Kitl, also known as stem cell factor (SCF), is a paracrine signaling factor playing crucial roles in multiple biological processes. It is involved in maintaining tissue homeostasis, regulating hematopoietic stem cell function, and is essential for melanocyte development [1,2,3,5]. It participates in signaling pathways that impact cell proliferation, differentiation, and self-renewal [1,5]. Genetic models, such as gene-knockout (KO) and conditional-knockout (CKO) mouse models, are valuable tools for studying Kitl's functions.

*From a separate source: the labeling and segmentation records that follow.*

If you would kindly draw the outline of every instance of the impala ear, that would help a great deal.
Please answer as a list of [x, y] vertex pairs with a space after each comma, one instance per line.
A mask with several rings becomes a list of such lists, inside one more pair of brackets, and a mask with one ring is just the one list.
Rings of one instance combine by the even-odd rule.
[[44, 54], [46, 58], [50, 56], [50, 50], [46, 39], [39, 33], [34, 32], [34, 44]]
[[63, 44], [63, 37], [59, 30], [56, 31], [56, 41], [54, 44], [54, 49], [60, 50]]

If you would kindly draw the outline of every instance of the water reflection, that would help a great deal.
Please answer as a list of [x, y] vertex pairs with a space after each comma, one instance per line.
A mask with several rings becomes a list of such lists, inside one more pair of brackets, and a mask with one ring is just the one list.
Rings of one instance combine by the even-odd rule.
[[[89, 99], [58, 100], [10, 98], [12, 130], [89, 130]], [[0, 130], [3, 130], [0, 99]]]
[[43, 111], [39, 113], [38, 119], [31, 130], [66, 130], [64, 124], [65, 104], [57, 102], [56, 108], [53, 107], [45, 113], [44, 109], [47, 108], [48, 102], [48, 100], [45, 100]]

In hematopoietic aging, reduced Kitl expression in mesenchymal stromal cells (MSCs) of middle-aged mice was highly correlated with reduced lymphoid lineage commitment of hematopoietic stem cells (HSCs) and increased signatures of differentiation-inactive HSCs [1]. In pancreas tissue, genetic inhibition of mesenchymal Kitl increased tumor growth and reduced survival of tumor-bearing mice, indicating that loss of stromal Kitl creates a tumor-permissive microenvironment [2,4]. In postnatal and adult mice, overexpression of Kitl in melanocytes influenced their proliferation, differentiation, and the self-renewal capacity of melanocyte stem cells, and also induced melanocyte migration from hair follicles to the epidermis [5]. Conditional deletion of Scf (Kitl) from endothelial cells or leptin receptor (Lepr)-expressing perivascular stromal cells depleted HSCs from the bone marrow [6].

In conclusion, Kitl is essential for maintaining tissue homeostasis, regulating hematopoietic stem cells, and influencing melanocyte development. Studies using KO/CKO mouse models have revealed its significant role in hematopoietic aging, pancreas tumor progression, and melanocyte-related processes. Understanding Kitl's functions provides insights into these biological processes and potential therapeutic targets for related diseases.